C'est ce que l'on retrouve dans les dernières pages Le
chercheur d'or (Le Clézio)
Toujours:
bien comprendre qu'il ne s'agit pas d'exclure l'opulence, l'usage
des richesses et les plaisirs réglés par la raison. La vie
frugale, simple, qui se compose de ce qui est naturel c'est à
dire donné par la nature, la vie frugale n'est donc pas une fin
mais un moyen de goûter le plaisir sans que cela soit gâché
par la crainte de le perdre par le cours de événements: il
s'agit simplement de ne pas dépendre de l'événement, de ne pas
se désespérer à la simple idée de perdre son opulence parce
qu'on ne craint pas de devoir vivre simplement, de manière
frugale.
Le
même événement qui paraîtra une catastrophe à celui qui ne
s'est pas exercé à la vie simple laissera indifférent celui qui
a pris l'habitude de vivre simplement.
Le
moins besoin d'elle: l'esprit de détachement, la
certitude de pouvoir se passer de l'opulence, permet en effet d'être
tout à la jouissance de l'instant, sans aucun trouble de l'âme,
sans peur de perdre ce dont on jouit. La source de la paix, du
contentement sans nuage est dans cette certitude de pouvoir se
suffire à soi même quelque soit le cours des événements, comme
si on n'avait rien perdu.
Naturel
/ vain: autre argument: est naturel en
effet ce qui est facile à se procurer, donné par la nature,
l'habitude d'une vie simple permet de se satisfaire soi même aisément.

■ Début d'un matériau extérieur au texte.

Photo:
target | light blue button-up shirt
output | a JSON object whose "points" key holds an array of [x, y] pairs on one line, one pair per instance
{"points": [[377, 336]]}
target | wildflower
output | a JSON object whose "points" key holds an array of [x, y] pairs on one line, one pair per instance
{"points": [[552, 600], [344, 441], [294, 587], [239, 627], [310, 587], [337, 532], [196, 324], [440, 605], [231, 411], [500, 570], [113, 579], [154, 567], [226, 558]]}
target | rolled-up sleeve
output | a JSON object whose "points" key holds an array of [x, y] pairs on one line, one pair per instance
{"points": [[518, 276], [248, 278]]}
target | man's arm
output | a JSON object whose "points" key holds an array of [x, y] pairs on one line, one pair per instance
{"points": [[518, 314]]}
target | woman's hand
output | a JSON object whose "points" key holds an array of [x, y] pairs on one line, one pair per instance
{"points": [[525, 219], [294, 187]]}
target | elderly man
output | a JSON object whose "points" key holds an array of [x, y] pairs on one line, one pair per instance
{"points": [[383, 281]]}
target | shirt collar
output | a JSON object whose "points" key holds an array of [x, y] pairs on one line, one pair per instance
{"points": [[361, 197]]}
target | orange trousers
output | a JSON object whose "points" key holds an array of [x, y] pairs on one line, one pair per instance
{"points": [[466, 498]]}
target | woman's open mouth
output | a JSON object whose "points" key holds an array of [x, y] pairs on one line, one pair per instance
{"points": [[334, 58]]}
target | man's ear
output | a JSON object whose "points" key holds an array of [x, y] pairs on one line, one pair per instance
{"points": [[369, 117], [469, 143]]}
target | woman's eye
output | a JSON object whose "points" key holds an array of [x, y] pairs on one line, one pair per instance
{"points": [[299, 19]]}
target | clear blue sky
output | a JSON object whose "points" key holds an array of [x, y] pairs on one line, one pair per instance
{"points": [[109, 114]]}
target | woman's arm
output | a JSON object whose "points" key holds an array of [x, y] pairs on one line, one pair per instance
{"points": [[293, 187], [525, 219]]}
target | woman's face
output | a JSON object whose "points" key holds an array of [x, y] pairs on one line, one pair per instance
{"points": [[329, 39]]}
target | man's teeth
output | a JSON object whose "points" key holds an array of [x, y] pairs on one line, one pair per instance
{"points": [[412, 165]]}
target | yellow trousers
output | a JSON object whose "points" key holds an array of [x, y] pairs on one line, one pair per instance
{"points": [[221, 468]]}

Est vain ce qui relève de l'imagination, ce qui
creuse toujours en nous l'insatisfaction: le mauvais infini du désir
source d'inquiétude et de trouble: difficile de se satisfaire,
quand on veut toujours plus!
Autant
/ si: autre argument: les mets faciles, à obtenir, parce
qu'ils sont donnés par la nature, procurent autant de plaisirs
qu'une table chargée de plats à condition de ne chercher que le
plaisir né de la satisfaction d'un besoin.
Plaisir
extrême: troisième argument: comme on dit, la faim est
le meilleur des cuisiniers et celui qui est affamé, assoiffé goûtera
un plaisir extrême à manger de l'orge et à boire de l'eau.